When you bought your home through the FTBI scheme your mortgage and any deposit you paid was set at a percentage of the total purchase price of the property. The financial help you received through the FTBI scheme made up the remaining percentage of the property value.

If you sell your home you must repay the FTBI loan. The amount you pay back will be calculated on the sale price of your property. It will be calculated by multiplying the sale price of the property by the percentage of the property the FTBI loan is worth. For example if you bought your home with a 70% mortgage and a 5% cash deposit you will of received help on 25% of the purchase price of the home. When you sell (if you have made no other repayments) you will need to repay 25% of the amount you sell your home for.
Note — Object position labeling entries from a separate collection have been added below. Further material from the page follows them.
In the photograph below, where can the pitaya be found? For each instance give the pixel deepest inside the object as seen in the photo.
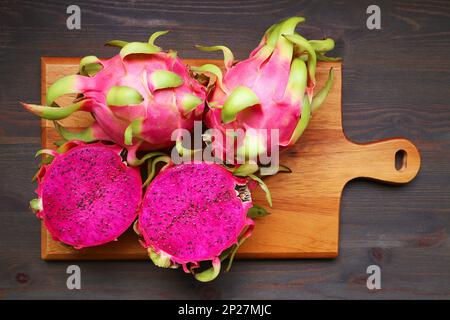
(272, 90)
(138, 97)
(87, 195)
(195, 212)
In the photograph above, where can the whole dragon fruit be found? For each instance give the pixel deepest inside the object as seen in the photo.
(195, 212)
(270, 94)
(138, 97)
(87, 196)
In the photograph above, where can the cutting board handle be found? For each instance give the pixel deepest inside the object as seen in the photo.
(394, 160)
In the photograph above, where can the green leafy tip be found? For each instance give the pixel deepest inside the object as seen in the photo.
(133, 130)
(257, 212)
(161, 259)
(241, 98)
(123, 96)
(211, 273)
(320, 97)
(264, 188)
(303, 122)
(211, 69)
(54, 113)
(227, 54)
(163, 79)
This is known as a repayment. If you want to repay the loan without selling your home please see the section on staircasing.

 

If you bought your home for £200,000 with assistance from FTBI of £60,000, the FTBI equity share contributed would be 30% of the full market value of your home.

When you come to selling your home and repaying the equity contribution, you would pay back the 30% equity share of the full market value or 30% of the sale price (if the sale price is different from the valuation price, the repayment will be based on 30% of the higher amount). For example, if the home you are selling is valued at £220,000 and your buyer meets this valuation, you would pay back a 30% equity share of £220,000. This would be £66,000.

 

Repayment in a Falling Market

If the value of your property has fallen significantly you may find that you are unable to pay back both your first mortgage and the FTBI loan you received in full. In this scenario the Homes and Communities Agency may take a reduced loan amount to ensure that this does not prevent you from selling your property. If you cannot pay the FTBI loan back in full, the amount you will pay is calculated by subtracting the outstanding balance on your first mortgage (excluding early redemption penalties) from the HOP agreed sale price of your property.

For example, if you purchased your property for £160,000 with a mortgage of £115,000 and a deposit of £5,000 you would have received an FTBI loan of £40,000 (25%). In a scenario where the value of the property had dropped to £120,000 and you were to sell for this amount the FTBI loan you received would now be worth 25% of £120,000 which is £30,000. Supposing your mortgage still had an outstanding balance £105,000 this would mean you were unable to pay back both your mortgage and the FTBI loan in full. In this case the amount you would have to pay back on your FTBI loan would be reduced. The amount you would have to pay back would be calculated by subtracting your outstanding mortgage balance (excluding early redemption penalties) from the sale price. In this case this means you would pay back £15,000 rather than the full amount of £30,000.